Inside Update: From the MSFC President-Elect

THE UPS AND DOWNS OF 2004 MOTIVATE US ONWARD IN 2005! With its highs and lows, 2004 was a year of triumph, excitement and, yes, frustration. The MSFC year began with our recordbreaking attendance at the Annual Meeting in New Orleans where over 300 medical students came together for a weekend of learning, networking, and planning. Exactly one week later, over 400 MSFC members joined us on the Mall in Washington, DC at the March for Women’s Lives. While ours was a relatively small group in that mass of a million pro-choice activists, our unique message — We are tomorrow’s abortion providers—rang loud and clear!

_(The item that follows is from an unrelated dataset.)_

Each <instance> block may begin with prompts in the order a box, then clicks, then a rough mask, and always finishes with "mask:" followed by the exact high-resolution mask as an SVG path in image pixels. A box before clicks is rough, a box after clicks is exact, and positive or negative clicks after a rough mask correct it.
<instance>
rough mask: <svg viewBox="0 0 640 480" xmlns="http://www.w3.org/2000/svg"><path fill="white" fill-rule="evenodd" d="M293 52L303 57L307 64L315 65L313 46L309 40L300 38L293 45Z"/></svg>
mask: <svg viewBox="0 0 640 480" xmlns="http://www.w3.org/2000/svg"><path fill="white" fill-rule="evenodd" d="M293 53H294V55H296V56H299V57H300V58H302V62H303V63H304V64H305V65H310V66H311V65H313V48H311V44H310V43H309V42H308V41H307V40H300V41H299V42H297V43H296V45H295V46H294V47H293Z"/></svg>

What makes MSFC so powerful are the thousands of medical students from almost every state and province willing to commit time and a unique voice to the fight to ensure reproductive freedom for every woman in the US and Canada. During 2004, the number of medical schools with MSFC groups grew to 117 — with a group on three of every four medical school campuses. We are working now on helping students establish groups on another four campuses and hope to be found at 80% of medical schools by the end of 2005! Supporting this effort and our already existing groups, an exciting new pilot program of regional leadership training programs supplement our annual LTP and help ensure that more of our activists are able to develop their leadership skills.

MSFC, with the valuable help of our Past President, Angel Foster, has found a great new way to use its voice in academia. In 2004 we sponsored our first poster session at the Annual Meeting and had 12 posters showing MSFC medical student members’ research on reproductive health issues. We also successfully presented MSFC’s Curriculum Mapping Project results at the annual meetings of both the Association of Professors of Gynecology & Obstetrics and the National Abortion Federation. This demonstration of the lack of reproductive health training to those who have the clout to make change is having a powerful impact.

To get past some of the lows of 2004, this special advocacy issue of the Update highlights the ways that medical students, physicians, and other health professionals can use their voices in an organized way to sustain and increase reproductive choices. From the halls of Congress and the courts to the walls of academia and even in the media, ours is both a powerful voice and an important message. Now and in the coming years, we will be using our voices in stronger, more targeted ways to ensure that women will always be able to choose when to become parents. In 2005 we already have plans to present data about our work at several medical meetings. We hope to work closely with partner organizations to give our student groups more opportunities to participate in legislative advocacy activities, as well.

2005 brings added excitement when, for the first time, we hold our meeting this year independent of the National Abortion Federation meeting. Our two Annual Meetings had both grown so large that we were having difficulty finding hotels able to accommodate us. Fortunately, NAF’s membership of incredible role models and mentors is working with us to ensure a powerful presence at our Annual Meeting, both as workshop faculty and as panelists for our popular “Practitioner’s Perspectives” sessions. Please join us there — I can’t wait to see each of you at our 12th Annual Meeting in Philadelphia on March 5th and 6th!